About The Wayward Bus

The story of what happens on the bus ride, though it grips the reader from the first page to last, is not of paramount importance. What matters is the sense it gives people and how they react to one another - bewildered, aimless, driven by ordinary human impulses, restless and uneasy in our bewildered and aimless times.

Among the men and women of the book are a successful business man and his wife and daughter, a traveling salesman of funny gadgets (all of them invented by Steinbeck), a pimply yourth who is planning to study radar, a waitress infatuated with Clark Gable, a wise bus driver and Camille, who had - through no fault of her own - an irresistible lure for men.
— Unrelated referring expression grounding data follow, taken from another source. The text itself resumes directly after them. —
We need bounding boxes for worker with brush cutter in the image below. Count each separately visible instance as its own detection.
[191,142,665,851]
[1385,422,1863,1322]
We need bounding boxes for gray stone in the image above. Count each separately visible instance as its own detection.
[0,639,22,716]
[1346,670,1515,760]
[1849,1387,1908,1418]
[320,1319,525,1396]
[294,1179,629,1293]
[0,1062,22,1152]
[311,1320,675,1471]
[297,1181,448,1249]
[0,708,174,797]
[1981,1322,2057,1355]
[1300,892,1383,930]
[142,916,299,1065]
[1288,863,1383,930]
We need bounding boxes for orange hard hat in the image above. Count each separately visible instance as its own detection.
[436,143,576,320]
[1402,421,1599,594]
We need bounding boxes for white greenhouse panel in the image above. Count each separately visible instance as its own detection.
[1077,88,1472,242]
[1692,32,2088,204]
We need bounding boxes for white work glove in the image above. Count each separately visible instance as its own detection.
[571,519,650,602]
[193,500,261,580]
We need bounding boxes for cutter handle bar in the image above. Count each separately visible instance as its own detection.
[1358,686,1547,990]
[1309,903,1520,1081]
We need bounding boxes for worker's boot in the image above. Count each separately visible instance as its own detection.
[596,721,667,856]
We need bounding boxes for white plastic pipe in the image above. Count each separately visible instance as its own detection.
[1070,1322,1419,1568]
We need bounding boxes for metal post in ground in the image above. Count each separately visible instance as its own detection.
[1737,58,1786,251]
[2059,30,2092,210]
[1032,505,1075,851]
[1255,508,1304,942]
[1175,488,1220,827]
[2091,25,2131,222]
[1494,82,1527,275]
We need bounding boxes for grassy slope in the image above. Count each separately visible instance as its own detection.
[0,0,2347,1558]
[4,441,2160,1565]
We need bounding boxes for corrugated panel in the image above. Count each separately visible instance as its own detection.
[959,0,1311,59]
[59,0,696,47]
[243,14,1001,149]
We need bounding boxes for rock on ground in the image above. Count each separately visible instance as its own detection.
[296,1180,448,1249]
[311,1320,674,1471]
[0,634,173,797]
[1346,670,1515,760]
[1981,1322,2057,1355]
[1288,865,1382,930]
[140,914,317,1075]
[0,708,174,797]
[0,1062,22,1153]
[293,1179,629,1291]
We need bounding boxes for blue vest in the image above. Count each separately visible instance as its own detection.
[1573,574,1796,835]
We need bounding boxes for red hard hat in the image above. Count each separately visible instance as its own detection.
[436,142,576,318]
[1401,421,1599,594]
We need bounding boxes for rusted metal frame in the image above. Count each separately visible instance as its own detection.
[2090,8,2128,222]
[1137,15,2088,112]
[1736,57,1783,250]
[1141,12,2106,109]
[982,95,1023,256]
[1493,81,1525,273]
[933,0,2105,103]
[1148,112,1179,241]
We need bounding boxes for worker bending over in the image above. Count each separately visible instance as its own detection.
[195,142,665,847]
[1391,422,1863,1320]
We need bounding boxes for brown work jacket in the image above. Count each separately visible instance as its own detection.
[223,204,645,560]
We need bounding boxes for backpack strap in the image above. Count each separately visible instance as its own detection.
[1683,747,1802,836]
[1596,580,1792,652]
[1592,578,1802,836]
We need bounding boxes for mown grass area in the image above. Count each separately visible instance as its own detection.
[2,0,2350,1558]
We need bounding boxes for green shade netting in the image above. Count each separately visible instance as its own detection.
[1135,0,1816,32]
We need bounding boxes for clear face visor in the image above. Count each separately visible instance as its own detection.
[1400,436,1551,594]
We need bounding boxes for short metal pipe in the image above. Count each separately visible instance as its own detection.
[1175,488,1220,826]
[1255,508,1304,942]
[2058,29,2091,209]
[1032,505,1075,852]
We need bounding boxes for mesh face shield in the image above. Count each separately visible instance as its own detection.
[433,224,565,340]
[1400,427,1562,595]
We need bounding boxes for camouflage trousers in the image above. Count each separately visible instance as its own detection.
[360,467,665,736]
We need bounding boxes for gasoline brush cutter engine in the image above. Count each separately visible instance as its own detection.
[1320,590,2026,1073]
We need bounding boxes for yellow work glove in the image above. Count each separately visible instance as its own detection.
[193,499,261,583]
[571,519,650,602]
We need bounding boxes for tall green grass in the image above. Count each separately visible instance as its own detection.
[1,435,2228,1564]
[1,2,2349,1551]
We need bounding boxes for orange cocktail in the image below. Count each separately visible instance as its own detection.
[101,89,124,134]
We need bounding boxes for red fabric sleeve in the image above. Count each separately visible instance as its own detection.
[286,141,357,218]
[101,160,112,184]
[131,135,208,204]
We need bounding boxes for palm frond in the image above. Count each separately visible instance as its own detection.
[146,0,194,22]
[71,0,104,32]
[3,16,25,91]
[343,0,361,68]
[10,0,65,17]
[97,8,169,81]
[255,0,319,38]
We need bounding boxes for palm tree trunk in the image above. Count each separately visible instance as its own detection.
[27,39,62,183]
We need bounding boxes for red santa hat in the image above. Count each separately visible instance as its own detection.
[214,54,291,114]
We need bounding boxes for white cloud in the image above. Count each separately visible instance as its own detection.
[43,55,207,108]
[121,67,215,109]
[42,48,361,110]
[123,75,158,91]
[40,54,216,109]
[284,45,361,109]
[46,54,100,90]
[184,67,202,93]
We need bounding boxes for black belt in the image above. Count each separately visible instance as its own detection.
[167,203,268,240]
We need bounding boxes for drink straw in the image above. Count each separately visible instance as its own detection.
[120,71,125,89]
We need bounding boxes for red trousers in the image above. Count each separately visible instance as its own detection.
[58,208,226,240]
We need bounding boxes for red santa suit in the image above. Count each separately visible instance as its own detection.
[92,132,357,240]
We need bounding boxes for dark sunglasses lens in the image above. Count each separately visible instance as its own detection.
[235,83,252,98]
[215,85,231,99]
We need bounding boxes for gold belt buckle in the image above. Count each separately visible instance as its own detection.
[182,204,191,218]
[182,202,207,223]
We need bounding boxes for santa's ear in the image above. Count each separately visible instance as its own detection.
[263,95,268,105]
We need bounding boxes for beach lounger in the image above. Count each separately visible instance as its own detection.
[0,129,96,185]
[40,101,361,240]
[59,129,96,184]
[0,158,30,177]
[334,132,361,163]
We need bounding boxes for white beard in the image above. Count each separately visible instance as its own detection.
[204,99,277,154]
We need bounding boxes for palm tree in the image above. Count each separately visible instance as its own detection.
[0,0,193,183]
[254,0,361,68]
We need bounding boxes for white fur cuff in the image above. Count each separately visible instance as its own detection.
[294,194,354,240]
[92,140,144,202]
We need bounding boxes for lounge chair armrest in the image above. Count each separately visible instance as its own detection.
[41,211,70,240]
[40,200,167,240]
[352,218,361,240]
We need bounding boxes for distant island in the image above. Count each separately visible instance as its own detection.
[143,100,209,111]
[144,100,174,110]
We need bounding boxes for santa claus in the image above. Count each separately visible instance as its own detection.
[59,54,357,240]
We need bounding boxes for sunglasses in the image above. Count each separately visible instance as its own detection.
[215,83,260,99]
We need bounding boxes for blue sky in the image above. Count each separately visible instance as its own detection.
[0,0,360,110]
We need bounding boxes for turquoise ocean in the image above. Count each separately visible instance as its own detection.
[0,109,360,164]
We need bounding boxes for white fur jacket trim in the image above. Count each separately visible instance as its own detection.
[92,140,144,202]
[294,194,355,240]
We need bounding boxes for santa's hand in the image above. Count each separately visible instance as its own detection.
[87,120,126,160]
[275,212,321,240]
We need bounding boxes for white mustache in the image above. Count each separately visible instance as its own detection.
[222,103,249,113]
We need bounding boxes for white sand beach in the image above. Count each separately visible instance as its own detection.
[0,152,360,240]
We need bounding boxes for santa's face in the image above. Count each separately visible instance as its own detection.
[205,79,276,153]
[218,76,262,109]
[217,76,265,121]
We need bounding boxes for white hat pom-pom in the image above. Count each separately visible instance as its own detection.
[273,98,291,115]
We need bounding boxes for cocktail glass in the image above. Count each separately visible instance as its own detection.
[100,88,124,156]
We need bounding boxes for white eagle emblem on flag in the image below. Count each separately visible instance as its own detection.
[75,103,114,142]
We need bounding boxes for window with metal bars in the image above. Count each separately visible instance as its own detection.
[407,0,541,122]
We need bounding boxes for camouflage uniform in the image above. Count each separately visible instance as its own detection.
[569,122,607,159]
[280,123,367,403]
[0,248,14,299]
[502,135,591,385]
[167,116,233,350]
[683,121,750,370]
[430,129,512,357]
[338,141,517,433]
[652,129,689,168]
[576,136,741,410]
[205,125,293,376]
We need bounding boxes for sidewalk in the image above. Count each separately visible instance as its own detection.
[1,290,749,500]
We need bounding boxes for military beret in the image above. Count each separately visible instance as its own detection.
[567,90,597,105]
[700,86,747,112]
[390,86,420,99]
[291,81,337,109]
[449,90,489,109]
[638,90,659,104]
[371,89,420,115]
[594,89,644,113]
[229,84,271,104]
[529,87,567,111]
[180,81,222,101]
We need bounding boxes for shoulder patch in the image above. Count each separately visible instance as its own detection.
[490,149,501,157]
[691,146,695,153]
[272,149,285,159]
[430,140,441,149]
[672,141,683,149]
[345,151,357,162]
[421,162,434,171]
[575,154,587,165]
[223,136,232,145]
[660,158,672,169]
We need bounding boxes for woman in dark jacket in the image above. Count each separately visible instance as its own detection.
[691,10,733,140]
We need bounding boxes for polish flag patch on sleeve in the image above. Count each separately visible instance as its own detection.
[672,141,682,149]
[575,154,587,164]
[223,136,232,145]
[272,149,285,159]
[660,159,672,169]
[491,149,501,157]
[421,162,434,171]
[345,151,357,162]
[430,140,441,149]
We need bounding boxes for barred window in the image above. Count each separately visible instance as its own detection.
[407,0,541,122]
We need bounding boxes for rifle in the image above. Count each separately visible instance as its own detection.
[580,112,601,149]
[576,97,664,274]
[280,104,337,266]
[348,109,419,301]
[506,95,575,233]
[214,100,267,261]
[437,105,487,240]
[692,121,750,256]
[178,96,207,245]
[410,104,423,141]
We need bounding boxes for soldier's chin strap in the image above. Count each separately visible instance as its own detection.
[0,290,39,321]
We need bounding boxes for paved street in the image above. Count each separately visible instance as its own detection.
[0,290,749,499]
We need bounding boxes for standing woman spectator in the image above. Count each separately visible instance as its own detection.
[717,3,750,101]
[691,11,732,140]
These and a few others are the people who make up this world. He tells us how much it is appetite - for food, for drink, for sex - and how much of it is dreams. When we are through we know them from their beginnings to their probable ends. We love the good in then and pity the bad. We know their personal tragedies, their comedies and their heart-hungers.

Comments

  1. Ooh I love finding old books! Don't you just love the smell and feel of old hardback books?!

    ReplyDelete
  2. That's great, Rebecca! I love finding old books like that. It might be worth quite a lot of money in the future. People collect this stuff.

    ReplyDelete
  3. How neat. There's a store in NC that carries old books. You can smell how old they are from the time you enter the store. I don't get there every time we visit, by I try to go often.

    I like to find old John Jakes books. I've found some Twain every once in a while or Dickens too.